The other idea would be to use both disks and start a second node.

2 Likes

What would happen if I used the second HDD for a new node and gracefully exited from the first node? Would storj migrate everything to the second node which is physically attached to the same device because it would win every “race” for data?

There is no data transfer between nodes. Therefore second node would not benefit from living on same device.

1 Like

I thought that if a node exited gracefully, the data it holds needs to be put somewhere else, right?

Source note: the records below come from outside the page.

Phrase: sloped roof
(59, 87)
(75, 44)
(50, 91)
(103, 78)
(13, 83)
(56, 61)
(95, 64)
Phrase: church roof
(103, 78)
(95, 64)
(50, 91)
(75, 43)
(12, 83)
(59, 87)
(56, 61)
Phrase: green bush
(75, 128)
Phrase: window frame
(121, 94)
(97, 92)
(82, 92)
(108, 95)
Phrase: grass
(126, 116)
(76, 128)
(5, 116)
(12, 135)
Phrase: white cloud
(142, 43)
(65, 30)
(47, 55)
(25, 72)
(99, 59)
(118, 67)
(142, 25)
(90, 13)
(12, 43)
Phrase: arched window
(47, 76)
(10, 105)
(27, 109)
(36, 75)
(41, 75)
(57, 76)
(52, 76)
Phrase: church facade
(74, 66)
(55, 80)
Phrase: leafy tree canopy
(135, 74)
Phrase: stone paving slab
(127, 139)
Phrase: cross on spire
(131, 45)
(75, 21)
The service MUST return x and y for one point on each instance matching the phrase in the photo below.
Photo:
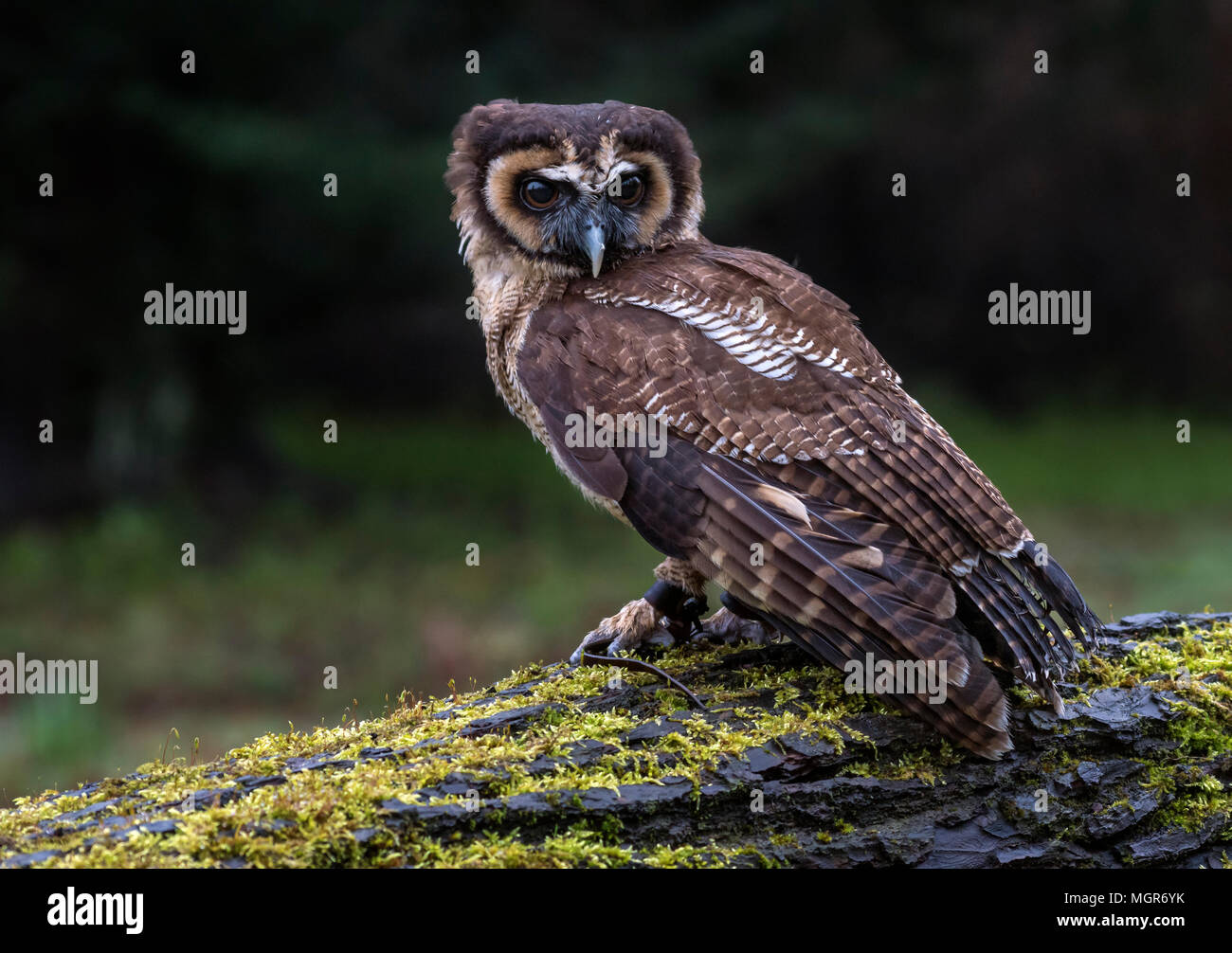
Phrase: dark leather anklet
(681, 611)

Audit and repair process always takes care to have enough pieces online. Graceful exit only matters for node payment.

1 Like

All it does is tell the satellite “I’m going away in X days: if you need to repair any data that I’m holding part of… ask for it soon”. If everything the node is holding already has more than enough extra pieces on the network… none of the graceful-exiting node data may be asked for at all.

But if the node is holding data that has fewer-than-ideal pieces… the repair system will make it a priority to pull data from first.

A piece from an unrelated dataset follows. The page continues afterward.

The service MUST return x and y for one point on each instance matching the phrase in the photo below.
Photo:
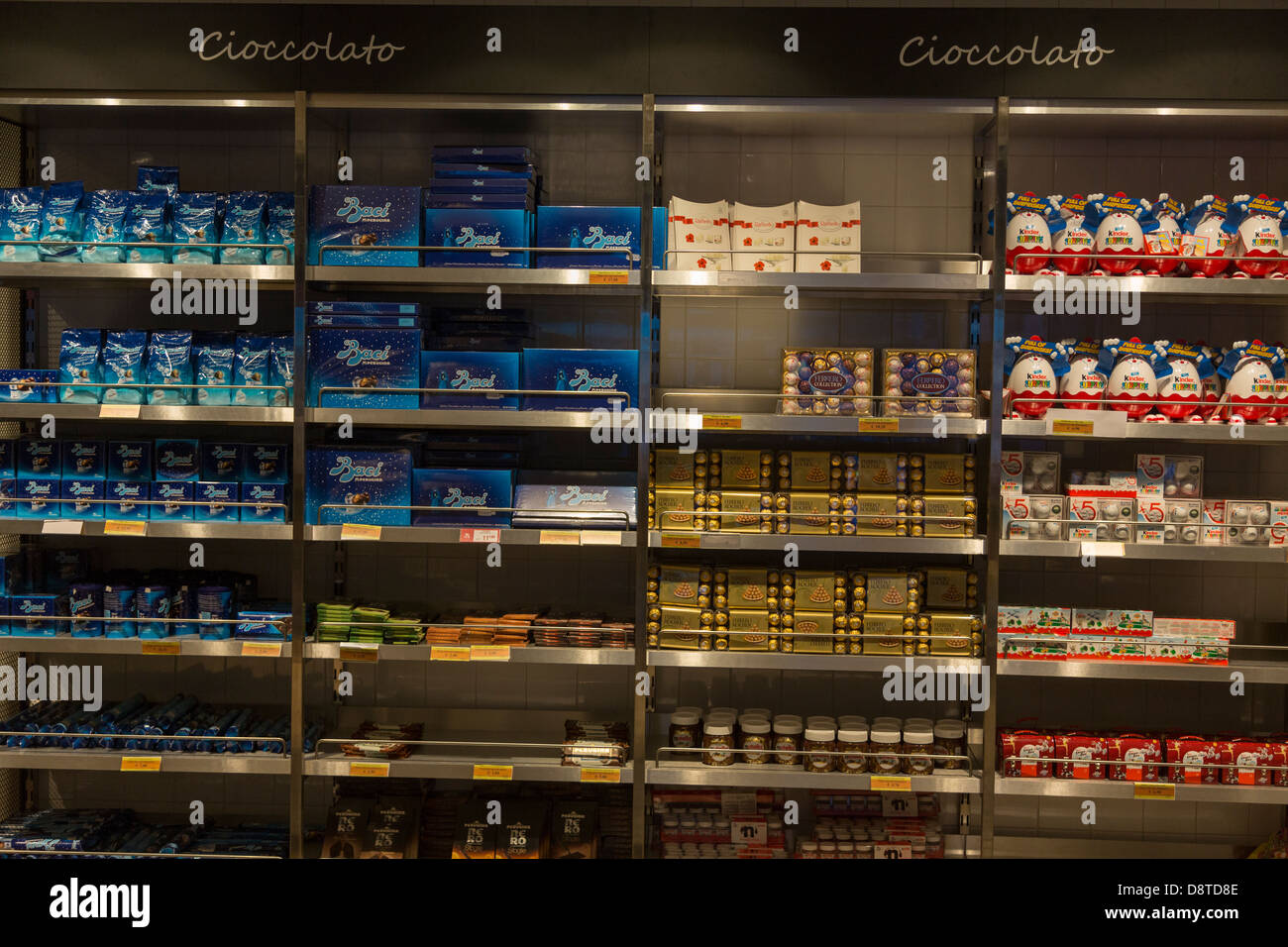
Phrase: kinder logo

Really? To my knowledge only payment system cares about graceful exit.

Well if I was storj I would keep the minimum amount of data replications that I deem safe in order to run my business (any excess would be paied as storage to an operator).
Under this logic, all the data that is stored on every single node that is gracefully exiting would be needed to be replicated somewhere else as soon as possible.

Given that the algorithm prefers quick transfers, it would choose the other node that is on the same IP address.

But perhaps my logic is flawed?

They do keep what they believe to be a safe minimum: but remember they aren’t worried about just one node going offline: they have to handle events like a local ISP having issues and perhaps a dozen nodes holding parts of the same data disappear - so they have a decent buffer. I don’t know what the latest RS numbers are (29/35/65/110?) but they’re in the forum.

So one graceful-exiting node isn’t an emergency.

1 Like

The second node has been up and running for 10 days and on the us1 satellite it passed over 150 audits, yet it is still not vetted. How is that possible?

It needs to be in the vetting process at least a month, this was an initial intention. Earlier 100 audits were enough, now seems it needs more.